The subjects of the Vaillants' study have been surveyed periodically since 1940, when Harvard law professor Sheldon Glueck and his wife, Eleanor, studied 456 working-class males between the ages 11 and 16 to determine the causes of juvenile delinquency.

The Gluecks measured "capacity to work" through questions about regular household chores, participation in extracurricular clubs or sports, school grades relative to IQ, regular participation in school activities, and "coping capacity."

The Vaillants found that this coping capacity or "ego strength" helped many underprivileged subjects overcome unstable childhood environments.

They wrote that their findings--that a majority of working-class men surveyed enjoy their jobs and have stable marriages, despite underprivileged backgrounds--contradict the belief that intelligence, social class and family situation determine adult success.

"Everybody's grandmother will say. 'Of course, I told you so,'" Caroline Vaillant said yesterday, adding, "The only thing that was unexpected about our findings was that Grandmother's values still hold true today."
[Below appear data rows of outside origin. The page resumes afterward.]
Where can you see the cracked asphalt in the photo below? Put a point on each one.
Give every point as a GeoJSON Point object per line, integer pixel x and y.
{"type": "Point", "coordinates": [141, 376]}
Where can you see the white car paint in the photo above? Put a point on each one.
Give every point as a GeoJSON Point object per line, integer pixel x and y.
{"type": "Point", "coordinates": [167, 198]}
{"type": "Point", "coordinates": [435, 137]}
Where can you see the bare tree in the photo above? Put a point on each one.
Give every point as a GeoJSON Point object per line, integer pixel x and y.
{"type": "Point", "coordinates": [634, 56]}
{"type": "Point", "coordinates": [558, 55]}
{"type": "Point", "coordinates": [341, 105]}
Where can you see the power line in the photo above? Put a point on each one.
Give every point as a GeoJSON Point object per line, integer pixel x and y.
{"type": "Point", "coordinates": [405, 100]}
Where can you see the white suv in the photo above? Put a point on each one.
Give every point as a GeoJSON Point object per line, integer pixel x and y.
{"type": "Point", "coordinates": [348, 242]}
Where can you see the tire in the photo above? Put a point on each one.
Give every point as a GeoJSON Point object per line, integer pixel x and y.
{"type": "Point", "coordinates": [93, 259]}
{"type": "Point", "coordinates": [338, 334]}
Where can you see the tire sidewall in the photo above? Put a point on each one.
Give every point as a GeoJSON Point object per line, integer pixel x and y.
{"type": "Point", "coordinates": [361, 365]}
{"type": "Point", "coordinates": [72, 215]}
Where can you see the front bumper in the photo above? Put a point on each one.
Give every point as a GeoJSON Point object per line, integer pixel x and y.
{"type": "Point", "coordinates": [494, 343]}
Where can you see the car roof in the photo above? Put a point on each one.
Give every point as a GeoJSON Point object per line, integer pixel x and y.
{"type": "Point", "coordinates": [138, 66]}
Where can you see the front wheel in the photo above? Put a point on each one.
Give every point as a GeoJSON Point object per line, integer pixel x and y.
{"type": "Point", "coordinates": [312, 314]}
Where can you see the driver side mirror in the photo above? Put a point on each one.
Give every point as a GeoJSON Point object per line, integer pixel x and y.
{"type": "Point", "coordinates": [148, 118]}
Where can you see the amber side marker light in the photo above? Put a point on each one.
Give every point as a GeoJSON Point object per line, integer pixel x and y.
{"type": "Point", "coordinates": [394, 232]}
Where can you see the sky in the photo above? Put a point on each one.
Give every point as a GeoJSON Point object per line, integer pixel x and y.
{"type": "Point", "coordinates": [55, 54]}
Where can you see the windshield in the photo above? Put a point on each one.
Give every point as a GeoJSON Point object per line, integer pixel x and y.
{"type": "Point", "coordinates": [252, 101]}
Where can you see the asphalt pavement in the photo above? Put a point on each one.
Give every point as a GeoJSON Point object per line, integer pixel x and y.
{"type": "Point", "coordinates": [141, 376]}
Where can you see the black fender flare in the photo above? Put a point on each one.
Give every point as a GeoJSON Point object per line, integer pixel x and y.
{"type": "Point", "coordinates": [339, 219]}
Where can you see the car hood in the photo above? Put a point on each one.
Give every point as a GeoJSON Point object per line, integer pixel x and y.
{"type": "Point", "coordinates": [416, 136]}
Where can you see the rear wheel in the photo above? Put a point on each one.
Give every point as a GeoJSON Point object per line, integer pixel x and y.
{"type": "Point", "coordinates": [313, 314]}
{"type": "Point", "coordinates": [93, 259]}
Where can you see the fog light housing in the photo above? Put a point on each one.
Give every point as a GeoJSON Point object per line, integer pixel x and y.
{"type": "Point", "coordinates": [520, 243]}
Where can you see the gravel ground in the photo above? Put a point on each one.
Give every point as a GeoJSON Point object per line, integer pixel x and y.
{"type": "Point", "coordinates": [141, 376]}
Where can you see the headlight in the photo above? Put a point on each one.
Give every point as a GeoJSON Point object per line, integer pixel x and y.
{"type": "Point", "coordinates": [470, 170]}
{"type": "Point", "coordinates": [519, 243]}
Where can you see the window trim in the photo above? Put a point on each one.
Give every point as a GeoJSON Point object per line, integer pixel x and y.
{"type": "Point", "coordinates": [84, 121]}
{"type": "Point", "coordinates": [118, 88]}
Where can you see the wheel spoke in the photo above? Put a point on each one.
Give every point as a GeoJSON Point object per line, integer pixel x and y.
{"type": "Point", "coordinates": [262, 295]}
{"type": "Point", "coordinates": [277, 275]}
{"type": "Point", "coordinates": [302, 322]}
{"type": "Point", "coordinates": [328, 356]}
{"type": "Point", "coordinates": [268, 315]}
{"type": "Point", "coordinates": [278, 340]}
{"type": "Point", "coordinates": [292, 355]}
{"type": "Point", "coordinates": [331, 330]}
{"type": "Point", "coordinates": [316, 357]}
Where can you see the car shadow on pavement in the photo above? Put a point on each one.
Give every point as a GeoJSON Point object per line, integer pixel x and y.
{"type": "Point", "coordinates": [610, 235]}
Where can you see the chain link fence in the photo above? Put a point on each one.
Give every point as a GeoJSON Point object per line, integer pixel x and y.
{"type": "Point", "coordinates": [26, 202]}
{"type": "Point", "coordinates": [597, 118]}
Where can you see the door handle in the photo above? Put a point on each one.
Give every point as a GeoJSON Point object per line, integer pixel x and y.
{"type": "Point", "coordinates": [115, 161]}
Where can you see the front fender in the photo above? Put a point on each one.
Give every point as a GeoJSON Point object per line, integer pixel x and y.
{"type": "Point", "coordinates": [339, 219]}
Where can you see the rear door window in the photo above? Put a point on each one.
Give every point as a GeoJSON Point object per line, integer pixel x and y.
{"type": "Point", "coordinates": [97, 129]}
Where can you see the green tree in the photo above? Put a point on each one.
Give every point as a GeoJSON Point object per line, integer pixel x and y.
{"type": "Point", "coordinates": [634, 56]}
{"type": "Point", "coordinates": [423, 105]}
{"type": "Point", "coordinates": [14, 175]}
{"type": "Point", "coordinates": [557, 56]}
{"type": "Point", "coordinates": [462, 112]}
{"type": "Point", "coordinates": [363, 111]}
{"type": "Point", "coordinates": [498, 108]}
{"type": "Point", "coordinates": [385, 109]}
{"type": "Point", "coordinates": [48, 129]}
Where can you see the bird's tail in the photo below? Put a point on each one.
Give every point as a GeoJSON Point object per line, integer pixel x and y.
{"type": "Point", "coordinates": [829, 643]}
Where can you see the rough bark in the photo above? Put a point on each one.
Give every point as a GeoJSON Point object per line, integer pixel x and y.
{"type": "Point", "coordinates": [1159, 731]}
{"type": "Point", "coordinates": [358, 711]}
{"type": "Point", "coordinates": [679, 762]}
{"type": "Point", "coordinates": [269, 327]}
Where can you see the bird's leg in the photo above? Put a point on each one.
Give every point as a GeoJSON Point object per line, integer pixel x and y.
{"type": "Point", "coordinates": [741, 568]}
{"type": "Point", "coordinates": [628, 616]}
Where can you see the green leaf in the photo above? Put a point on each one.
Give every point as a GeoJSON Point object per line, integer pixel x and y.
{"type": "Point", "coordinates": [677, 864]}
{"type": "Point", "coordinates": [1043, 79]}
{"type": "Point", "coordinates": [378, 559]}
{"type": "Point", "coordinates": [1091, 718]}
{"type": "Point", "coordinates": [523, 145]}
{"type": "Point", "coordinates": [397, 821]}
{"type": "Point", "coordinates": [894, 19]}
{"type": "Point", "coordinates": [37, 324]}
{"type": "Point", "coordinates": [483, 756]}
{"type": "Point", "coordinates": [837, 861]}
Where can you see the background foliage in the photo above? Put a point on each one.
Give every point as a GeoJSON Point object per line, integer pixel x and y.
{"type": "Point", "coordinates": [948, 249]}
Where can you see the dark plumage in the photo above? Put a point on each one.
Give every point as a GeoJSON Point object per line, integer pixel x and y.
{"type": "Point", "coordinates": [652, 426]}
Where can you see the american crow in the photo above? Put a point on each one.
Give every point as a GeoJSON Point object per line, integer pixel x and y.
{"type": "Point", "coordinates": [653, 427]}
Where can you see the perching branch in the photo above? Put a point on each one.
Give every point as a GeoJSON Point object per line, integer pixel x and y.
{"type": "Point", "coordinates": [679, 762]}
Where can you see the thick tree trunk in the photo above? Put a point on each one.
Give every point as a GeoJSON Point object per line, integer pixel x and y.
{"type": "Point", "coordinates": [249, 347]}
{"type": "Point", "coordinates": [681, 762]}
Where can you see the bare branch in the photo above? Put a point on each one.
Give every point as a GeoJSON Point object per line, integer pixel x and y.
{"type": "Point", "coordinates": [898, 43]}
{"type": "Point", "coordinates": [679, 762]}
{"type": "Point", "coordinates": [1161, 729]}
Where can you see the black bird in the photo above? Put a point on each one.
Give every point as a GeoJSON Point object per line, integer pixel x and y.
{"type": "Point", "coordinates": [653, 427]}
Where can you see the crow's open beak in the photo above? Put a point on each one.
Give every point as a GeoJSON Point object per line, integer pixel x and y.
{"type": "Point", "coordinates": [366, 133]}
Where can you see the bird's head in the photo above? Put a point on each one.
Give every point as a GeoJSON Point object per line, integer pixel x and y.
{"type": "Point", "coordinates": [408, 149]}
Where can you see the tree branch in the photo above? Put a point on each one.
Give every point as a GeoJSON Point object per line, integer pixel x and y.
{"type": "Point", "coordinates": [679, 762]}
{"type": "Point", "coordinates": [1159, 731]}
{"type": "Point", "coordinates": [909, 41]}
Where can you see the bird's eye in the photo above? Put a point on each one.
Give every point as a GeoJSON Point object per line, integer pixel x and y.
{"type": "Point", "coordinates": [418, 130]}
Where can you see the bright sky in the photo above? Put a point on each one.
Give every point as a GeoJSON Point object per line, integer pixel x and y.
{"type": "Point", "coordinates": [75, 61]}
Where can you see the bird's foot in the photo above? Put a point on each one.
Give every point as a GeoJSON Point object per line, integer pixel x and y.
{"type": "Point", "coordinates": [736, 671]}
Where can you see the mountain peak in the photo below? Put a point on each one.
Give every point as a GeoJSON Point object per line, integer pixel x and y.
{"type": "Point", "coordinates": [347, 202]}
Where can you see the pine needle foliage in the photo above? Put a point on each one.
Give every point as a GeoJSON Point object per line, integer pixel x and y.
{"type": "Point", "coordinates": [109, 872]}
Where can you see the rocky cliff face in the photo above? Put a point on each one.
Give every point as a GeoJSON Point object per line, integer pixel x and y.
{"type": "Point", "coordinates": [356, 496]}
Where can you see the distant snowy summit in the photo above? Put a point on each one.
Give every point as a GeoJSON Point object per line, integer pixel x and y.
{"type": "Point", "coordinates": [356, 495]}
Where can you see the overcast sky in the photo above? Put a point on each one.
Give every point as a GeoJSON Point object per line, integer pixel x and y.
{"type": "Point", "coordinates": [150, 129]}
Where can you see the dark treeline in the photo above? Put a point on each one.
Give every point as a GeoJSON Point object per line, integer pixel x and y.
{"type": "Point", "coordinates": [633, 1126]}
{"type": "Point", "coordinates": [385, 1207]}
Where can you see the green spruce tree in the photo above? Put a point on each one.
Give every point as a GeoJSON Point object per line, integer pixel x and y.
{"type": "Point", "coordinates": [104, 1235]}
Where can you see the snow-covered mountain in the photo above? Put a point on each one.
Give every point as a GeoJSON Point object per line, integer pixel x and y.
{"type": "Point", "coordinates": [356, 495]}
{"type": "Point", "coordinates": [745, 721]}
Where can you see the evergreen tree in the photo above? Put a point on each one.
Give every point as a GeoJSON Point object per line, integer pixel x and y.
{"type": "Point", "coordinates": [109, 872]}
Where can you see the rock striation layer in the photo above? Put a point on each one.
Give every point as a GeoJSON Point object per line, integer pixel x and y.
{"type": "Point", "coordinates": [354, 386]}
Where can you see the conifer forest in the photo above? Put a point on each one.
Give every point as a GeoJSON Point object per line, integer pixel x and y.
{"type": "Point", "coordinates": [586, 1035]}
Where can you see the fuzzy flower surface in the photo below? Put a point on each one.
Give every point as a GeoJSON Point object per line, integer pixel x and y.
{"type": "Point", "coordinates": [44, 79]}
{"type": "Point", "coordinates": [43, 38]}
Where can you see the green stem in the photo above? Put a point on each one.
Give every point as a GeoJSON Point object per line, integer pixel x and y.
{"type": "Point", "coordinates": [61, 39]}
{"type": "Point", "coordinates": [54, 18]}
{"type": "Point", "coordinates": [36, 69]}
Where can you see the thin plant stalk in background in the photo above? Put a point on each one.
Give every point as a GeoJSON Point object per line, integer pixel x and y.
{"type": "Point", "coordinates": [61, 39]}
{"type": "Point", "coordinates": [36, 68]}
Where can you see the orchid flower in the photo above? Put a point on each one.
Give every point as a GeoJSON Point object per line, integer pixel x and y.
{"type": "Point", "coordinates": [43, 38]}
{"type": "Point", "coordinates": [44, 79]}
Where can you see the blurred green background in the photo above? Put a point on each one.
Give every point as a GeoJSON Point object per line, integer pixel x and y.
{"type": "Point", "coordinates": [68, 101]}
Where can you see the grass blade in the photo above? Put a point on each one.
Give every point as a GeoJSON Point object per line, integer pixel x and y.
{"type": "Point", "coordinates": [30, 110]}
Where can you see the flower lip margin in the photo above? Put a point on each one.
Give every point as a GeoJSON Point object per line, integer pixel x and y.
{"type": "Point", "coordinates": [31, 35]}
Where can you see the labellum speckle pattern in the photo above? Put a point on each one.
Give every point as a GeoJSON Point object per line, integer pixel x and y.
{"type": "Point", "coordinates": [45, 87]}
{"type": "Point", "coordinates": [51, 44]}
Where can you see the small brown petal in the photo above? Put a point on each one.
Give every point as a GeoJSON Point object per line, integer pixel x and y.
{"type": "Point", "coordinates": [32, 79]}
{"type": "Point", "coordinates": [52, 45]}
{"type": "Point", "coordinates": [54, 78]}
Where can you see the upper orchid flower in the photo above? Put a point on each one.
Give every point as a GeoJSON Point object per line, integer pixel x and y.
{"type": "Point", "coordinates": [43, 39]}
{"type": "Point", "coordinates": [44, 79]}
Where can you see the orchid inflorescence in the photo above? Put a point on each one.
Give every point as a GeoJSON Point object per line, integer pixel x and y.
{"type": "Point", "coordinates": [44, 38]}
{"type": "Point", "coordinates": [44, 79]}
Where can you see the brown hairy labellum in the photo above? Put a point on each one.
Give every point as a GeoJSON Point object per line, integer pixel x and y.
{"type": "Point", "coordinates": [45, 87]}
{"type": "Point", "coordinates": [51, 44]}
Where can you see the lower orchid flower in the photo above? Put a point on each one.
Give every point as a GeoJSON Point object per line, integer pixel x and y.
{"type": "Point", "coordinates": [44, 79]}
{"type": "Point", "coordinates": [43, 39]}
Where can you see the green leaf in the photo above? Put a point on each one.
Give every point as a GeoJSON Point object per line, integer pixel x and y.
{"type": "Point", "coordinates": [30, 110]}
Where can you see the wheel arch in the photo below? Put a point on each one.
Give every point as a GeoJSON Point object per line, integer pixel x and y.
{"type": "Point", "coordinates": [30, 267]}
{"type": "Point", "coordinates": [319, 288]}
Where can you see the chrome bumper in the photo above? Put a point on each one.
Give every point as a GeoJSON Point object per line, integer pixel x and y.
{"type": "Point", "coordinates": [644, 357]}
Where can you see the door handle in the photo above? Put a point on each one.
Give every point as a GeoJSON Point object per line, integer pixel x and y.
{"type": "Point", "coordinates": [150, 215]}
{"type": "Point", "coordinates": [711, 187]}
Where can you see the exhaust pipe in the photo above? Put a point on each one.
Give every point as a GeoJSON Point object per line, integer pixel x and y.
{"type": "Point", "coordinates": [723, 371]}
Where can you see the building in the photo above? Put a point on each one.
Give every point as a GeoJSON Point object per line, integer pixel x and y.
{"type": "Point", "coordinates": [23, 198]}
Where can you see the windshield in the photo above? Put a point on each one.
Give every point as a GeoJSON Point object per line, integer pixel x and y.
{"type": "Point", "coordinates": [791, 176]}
"Warmth of childhood, ego strength, and freedom from mental illness may help to protect us from unemployment and explain a significant amount of variance in social inequality," the Vaillants conclude in the article.

The Vaillants acknowledge in their article that "social variables are also important," but they say a parallel study of upper-middle-class Harvard sophomores in the 1940s, also by the Gluecks, showed the importance of emotional strength rather than social rank.

Later surveys of this group showed that the most emotionally unstable third of the subjects had spent 50 times as many weeks unemployed as the healthiest third, the Vaillants said.